Een voorinstelling verwijderen
De voorinstelling wordt verwijderd uit de lijst Voorkeuze en de voorinstelling Geen correctie wordt toegepast op de huidige afbeelding.
- Kies in de lijst Voorkeuze de voorinstelling die u wilt verwijderen.
- Klik op Verwijderen en klik op Ja ter bevestiging.
Een voorinstelling toepassen op een afbeelding
U kunt een voorinstelling toepassen op een of meer afbeeldingen.
- Selecteer de afbeelding.
- Selecteer een voorinstelling in de lijst Voorkeuze.
Een voorinstelling toepassen op een of meer pagina's
U kunt een voorinstelling toepassen of een of meer pagina's.
- Klik op de voorinstelling in de lijst Voorkeuze.

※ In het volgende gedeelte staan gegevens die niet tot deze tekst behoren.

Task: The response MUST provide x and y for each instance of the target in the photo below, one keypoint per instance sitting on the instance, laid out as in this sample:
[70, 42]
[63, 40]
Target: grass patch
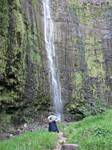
[38, 140]
[92, 133]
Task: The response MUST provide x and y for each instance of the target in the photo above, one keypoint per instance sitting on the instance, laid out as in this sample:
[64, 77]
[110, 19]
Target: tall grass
[38, 140]
[93, 133]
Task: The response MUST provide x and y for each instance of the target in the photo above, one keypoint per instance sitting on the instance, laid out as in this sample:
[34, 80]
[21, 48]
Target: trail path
[62, 140]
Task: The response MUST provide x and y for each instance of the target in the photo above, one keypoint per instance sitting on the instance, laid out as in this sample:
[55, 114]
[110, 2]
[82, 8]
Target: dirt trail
[62, 140]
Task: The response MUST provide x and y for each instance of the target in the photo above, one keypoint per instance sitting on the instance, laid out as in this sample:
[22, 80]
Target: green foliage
[38, 140]
[93, 133]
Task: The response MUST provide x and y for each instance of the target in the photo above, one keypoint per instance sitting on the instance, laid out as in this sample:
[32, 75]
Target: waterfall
[52, 59]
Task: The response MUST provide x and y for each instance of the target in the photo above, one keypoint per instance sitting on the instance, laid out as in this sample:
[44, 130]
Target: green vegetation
[93, 133]
[38, 140]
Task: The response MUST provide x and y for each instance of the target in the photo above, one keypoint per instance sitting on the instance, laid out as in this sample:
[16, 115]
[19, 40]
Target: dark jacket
[53, 127]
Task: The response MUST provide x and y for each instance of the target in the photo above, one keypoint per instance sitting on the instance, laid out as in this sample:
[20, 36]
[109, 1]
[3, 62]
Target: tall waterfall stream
[52, 60]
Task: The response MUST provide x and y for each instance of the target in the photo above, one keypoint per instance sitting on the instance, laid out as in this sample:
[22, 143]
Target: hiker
[52, 124]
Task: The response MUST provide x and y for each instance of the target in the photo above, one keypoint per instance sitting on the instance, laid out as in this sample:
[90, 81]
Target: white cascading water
[52, 60]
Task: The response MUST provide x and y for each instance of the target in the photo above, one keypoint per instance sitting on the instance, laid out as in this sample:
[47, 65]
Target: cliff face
[23, 81]
[83, 40]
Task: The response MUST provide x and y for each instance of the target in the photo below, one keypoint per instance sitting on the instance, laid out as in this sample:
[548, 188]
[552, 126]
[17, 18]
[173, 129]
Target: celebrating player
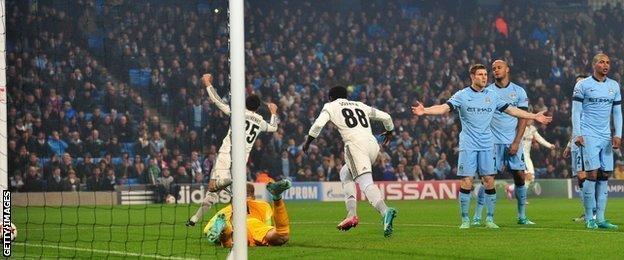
[260, 232]
[352, 119]
[573, 153]
[476, 106]
[594, 100]
[220, 176]
[508, 132]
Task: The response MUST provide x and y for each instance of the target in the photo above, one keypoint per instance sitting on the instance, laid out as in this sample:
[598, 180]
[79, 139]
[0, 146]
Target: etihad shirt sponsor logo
[479, 109]
[600, 100]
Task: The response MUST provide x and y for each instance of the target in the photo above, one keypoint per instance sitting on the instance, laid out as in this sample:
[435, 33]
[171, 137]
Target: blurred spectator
[182, 177]
[96, 182]
[400, 174]
[55, 183]
[164, 185]
[72, 182]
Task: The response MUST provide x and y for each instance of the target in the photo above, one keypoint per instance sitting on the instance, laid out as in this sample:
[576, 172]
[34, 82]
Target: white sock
[373, 194]
[348, 187]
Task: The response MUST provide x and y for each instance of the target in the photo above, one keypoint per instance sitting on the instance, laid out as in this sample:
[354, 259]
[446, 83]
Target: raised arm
[542, 141]
[382, 116]
[316, 128]
[212, 93]
[577, 110]
[272, 126]
[386, 119]
[523, 103]
[616, 110]
[519, 113]
[420, 110]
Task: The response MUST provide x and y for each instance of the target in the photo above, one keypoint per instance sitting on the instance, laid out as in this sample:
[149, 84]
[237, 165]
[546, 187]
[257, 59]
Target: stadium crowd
[76, 122]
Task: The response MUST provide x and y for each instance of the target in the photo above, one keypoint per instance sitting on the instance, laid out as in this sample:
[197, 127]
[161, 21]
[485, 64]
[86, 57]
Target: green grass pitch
[423, 229]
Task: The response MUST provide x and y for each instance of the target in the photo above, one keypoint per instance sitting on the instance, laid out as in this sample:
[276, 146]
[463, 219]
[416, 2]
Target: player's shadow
[390, 253]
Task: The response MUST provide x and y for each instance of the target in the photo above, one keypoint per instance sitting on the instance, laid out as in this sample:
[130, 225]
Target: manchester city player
[594, 100]
[476, 106]
[508, 132]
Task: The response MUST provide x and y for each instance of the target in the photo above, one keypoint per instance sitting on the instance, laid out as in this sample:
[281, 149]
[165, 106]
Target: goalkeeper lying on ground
[260, 232]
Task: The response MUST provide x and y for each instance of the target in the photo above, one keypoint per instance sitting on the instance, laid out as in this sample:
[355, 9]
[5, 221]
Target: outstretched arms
[272, 126]
[519, 113]
[420, 109]
[386, 119]
[316, 128]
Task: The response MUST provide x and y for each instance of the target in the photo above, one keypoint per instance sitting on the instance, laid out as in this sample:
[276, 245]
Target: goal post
[237, 72]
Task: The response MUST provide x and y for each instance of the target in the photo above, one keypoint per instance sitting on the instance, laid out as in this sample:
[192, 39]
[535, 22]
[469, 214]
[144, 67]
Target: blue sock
[521, 197]
[602, 192]
[589, 198]
[580, 194]
[464, 204]
[480, 202]
[490, 203]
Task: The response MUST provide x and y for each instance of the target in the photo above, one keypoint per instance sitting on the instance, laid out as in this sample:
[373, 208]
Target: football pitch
[423, 229]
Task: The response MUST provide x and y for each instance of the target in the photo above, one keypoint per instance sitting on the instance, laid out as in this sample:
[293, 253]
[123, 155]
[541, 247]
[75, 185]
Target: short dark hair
[474, 68]
[252, 103]
[337, 92]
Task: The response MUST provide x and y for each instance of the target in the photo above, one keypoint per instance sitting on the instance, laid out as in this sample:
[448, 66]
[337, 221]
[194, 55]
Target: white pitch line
[332, 223]
[99, 251]
[450, 226]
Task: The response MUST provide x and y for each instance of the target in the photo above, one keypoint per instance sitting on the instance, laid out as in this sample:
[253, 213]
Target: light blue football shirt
[476, 109]
[504, 125]
[598, 99]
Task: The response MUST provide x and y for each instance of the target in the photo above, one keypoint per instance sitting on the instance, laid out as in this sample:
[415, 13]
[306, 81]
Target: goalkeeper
[260, 232]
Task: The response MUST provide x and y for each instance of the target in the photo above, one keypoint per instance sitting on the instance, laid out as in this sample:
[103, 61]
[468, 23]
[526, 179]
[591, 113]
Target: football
[170, 199]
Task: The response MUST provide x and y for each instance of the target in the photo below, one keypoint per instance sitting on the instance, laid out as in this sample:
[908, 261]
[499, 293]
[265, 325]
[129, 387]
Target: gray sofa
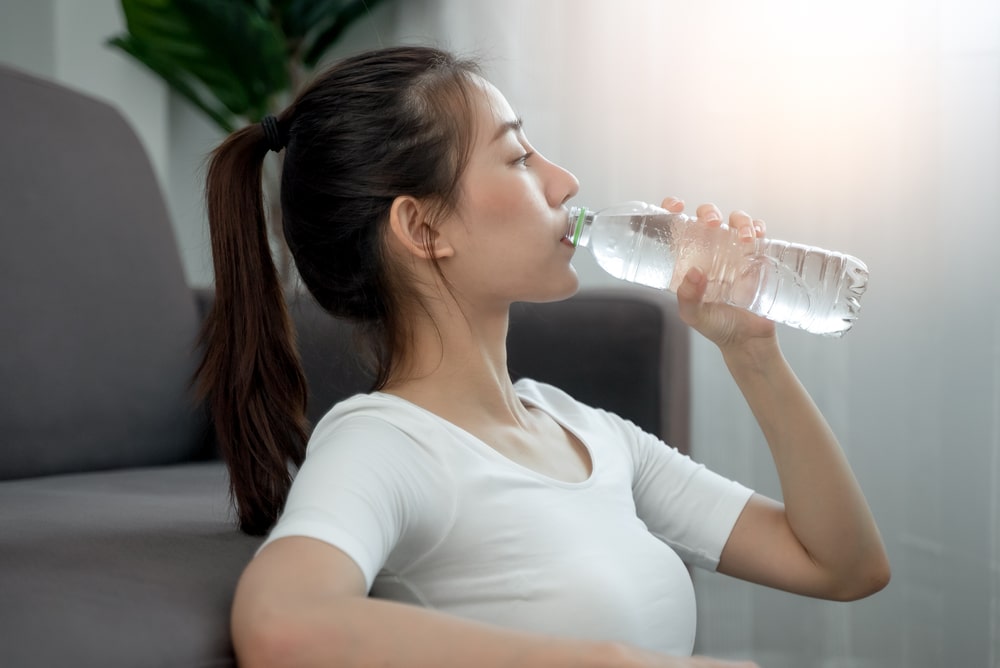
[117, 545]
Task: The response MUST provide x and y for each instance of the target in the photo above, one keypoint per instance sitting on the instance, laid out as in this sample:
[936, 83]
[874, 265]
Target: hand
[724, 325]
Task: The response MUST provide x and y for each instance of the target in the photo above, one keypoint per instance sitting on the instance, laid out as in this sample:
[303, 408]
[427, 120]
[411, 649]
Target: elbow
[867, 579]
[259, 643]
[268, 638]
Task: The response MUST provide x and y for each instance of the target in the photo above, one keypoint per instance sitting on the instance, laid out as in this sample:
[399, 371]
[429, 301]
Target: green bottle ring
[578, 228]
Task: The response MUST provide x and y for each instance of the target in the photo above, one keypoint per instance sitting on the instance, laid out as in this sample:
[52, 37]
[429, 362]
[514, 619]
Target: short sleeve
[684, 504]
[370, 490]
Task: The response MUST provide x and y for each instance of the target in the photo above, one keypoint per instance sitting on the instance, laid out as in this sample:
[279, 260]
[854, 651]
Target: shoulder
[378, 434]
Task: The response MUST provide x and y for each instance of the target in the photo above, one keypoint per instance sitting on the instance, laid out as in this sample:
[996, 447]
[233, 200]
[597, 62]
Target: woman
[528, 529]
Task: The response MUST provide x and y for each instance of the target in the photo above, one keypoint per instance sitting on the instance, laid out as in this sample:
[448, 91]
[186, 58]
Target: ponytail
[250, 376]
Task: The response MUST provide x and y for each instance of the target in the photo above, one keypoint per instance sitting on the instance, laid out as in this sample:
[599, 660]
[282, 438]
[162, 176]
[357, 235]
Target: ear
[408, 222]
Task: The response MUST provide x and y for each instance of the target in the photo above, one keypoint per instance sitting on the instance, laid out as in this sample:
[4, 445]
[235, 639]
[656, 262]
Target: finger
[709, 213]
[743, 224]
[673, 204]
[689, 295]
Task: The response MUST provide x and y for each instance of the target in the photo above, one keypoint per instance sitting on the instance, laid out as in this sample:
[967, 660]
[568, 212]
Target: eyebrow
[509, 126]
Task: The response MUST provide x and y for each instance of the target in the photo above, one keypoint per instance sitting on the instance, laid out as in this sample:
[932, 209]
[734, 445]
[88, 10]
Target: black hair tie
[272, 133]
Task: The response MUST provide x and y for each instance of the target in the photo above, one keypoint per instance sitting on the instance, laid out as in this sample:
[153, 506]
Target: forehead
[491, 109]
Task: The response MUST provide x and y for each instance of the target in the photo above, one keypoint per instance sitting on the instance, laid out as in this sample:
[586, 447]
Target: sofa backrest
[97, 324]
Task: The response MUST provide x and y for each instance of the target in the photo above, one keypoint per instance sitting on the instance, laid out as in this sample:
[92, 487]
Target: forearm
[358, 631]
[824, 505]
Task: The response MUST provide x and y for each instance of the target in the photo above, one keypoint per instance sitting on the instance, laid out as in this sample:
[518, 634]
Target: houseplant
[237, 60]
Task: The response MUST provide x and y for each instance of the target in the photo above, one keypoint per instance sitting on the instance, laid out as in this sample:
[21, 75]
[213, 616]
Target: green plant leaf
[219, 54]
[177, 80]
[319, 24]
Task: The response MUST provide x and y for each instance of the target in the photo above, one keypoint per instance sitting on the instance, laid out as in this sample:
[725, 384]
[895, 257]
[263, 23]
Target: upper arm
[763, 549]
[281, 587]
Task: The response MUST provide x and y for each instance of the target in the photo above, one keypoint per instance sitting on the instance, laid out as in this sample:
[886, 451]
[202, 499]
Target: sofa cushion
[98, 325]
[122, 568]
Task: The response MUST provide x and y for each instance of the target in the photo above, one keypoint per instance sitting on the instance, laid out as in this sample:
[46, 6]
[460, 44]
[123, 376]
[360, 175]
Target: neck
[457, 365]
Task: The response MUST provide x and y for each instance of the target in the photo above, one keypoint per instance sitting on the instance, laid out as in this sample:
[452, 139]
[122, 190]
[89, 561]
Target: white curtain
[868, 127]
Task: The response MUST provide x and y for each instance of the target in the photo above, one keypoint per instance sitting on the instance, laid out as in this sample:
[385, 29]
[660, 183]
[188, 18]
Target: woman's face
[508, 228]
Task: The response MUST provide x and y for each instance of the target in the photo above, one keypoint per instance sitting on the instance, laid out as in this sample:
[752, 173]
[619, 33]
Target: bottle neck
[580, 219]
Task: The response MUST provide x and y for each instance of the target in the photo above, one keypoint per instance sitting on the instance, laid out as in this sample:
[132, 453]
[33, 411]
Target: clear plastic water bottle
[805, 287]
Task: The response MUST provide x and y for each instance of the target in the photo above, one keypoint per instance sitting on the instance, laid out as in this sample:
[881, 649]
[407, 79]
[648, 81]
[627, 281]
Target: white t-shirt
[435, 517]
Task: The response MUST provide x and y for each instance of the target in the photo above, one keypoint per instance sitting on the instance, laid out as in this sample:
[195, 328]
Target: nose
[562, 185]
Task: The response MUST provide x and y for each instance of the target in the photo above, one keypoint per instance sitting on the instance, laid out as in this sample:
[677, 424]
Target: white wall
[870, 127]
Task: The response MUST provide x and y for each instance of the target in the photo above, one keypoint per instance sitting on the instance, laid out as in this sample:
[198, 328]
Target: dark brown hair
[383, 124]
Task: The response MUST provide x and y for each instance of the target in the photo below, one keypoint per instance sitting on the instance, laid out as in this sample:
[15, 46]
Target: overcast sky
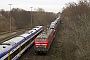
[47, 5]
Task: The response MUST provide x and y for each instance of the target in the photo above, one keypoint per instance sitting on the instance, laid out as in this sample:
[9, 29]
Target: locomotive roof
[46, 33]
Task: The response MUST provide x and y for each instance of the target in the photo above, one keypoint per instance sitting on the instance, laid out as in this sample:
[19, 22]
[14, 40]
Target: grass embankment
[57, 46]
[4, 36]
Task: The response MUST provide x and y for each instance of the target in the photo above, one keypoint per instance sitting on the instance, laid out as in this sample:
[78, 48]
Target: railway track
[12, 35]
[30, 55]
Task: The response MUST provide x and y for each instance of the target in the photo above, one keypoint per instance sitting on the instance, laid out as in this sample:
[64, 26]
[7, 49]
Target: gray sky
[47, 5]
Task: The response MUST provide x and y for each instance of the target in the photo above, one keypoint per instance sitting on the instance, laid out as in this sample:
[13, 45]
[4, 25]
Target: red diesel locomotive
[43, 41]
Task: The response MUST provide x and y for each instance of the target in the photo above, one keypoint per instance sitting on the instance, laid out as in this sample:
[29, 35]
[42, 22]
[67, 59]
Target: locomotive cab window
[43, 40]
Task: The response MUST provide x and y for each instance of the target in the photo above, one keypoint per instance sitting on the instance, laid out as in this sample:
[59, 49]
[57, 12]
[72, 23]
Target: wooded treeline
[21, 19]
[76, 31]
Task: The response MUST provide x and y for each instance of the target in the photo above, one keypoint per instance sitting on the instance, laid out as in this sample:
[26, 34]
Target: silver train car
[15, 47]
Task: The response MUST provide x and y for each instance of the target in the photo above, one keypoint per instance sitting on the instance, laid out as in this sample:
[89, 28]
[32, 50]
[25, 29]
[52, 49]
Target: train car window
[6, 58]
[43, 40]
[38, 40]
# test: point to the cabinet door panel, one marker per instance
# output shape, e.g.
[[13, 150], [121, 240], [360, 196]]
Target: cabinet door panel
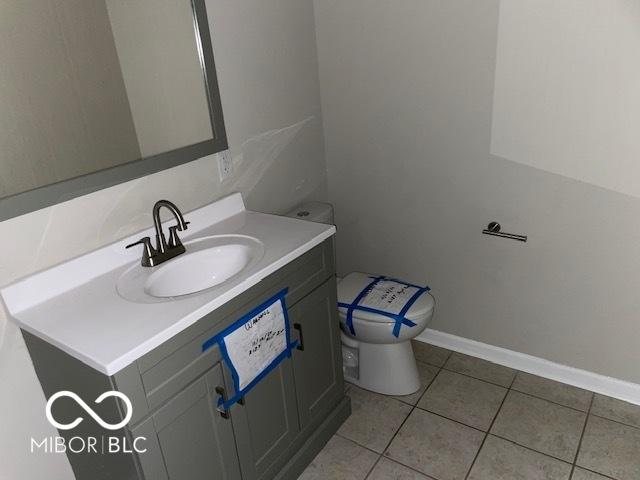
[[267, 423], [317, 368], [195, 441]]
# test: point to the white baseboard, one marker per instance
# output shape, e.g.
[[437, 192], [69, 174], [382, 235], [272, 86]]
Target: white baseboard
[[612, 387]]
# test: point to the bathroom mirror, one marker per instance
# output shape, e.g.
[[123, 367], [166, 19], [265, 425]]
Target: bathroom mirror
[[97, 92]]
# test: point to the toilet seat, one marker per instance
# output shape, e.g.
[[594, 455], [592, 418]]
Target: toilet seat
[[378, 351], [351, 286]]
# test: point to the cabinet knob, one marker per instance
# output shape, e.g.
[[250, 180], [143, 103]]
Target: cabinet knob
[[298, 327], [224, 413]]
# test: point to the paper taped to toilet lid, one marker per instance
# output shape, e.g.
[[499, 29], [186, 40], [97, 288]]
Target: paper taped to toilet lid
[[388, 296]]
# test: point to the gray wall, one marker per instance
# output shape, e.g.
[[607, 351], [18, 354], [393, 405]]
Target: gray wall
[[266, 60], [409, 111]]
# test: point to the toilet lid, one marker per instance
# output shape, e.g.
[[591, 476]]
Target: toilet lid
[[352, 285]]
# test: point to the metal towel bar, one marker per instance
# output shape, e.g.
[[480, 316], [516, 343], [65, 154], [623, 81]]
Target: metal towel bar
[[494, 229]]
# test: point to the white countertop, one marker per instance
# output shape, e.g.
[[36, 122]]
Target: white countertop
[[76, 307]]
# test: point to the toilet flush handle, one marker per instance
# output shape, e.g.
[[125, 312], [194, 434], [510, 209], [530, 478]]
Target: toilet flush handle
[[300, 345]]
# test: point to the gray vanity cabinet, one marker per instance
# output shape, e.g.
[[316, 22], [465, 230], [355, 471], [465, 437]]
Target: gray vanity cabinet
[[317, 364], [276, 430], [267, 423], [187, 438]]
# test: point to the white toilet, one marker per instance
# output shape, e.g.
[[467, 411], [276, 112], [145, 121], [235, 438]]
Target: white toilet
[[373, 357]]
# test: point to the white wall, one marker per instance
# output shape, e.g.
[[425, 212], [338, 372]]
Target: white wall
[[408, 100], [266, 60]]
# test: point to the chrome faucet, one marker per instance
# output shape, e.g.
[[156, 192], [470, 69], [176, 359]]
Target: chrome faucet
[[164, 250]]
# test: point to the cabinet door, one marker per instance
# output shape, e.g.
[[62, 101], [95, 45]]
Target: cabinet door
[[193, 441], [266, 423], [317, 364]]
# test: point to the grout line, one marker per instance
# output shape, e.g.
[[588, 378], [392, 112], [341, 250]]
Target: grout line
[[551, 401], [480, 379], [413, 407], [614, 421], [451, 419], [391, 459], [593, 471], [486, 435], [357, 443], [584, 428], [530, 449], [375, 464]]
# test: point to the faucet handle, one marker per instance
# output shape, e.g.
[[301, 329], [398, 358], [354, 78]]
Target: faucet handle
[[174, 240], [147, 252]]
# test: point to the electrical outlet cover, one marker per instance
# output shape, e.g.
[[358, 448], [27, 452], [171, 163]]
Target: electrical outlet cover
[[225, 165]]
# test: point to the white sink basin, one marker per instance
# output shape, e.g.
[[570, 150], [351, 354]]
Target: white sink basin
[[208, 262]]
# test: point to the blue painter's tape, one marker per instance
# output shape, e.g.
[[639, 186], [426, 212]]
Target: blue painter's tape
[[218, 339], [399, 318]]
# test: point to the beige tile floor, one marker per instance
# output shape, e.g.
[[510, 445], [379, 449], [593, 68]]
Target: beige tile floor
[[475, 420]]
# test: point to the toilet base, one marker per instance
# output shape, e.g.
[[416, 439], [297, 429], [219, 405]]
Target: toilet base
[[389, 369]]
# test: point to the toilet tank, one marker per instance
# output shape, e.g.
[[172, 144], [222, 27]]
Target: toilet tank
[[319, 212]]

- Klik op Toepassen op naast de lijst Voorkeuze.
- Selecteer Pagina's en voer een paginabereik in of selecteer Alle pagina's.
Een afbeelding opnieuw instellen
Wanneer u de voorkeuze Geen correctie toepast, worden afbeeldingen teruggezet naar hun oorspronkelijke toestand. Voor PDF-bestanden worden alle aanpassingen aan de geselecteerde afbeeldingen verwijderd. Voor PostScript-bestanden worden alle aanpassingen verwijderd die u in de geselecteerde afbeeldingen hebt aangebracht nadat u het bestand voor het laatst hebt opgeslagen.
- Selecteer de afbeelding.
- Kies een van de volgende mogelijkheden:
Klik onder Aanpassingen op Herstellen.
Kies Geen correctie in de lijst Voorkeuzen.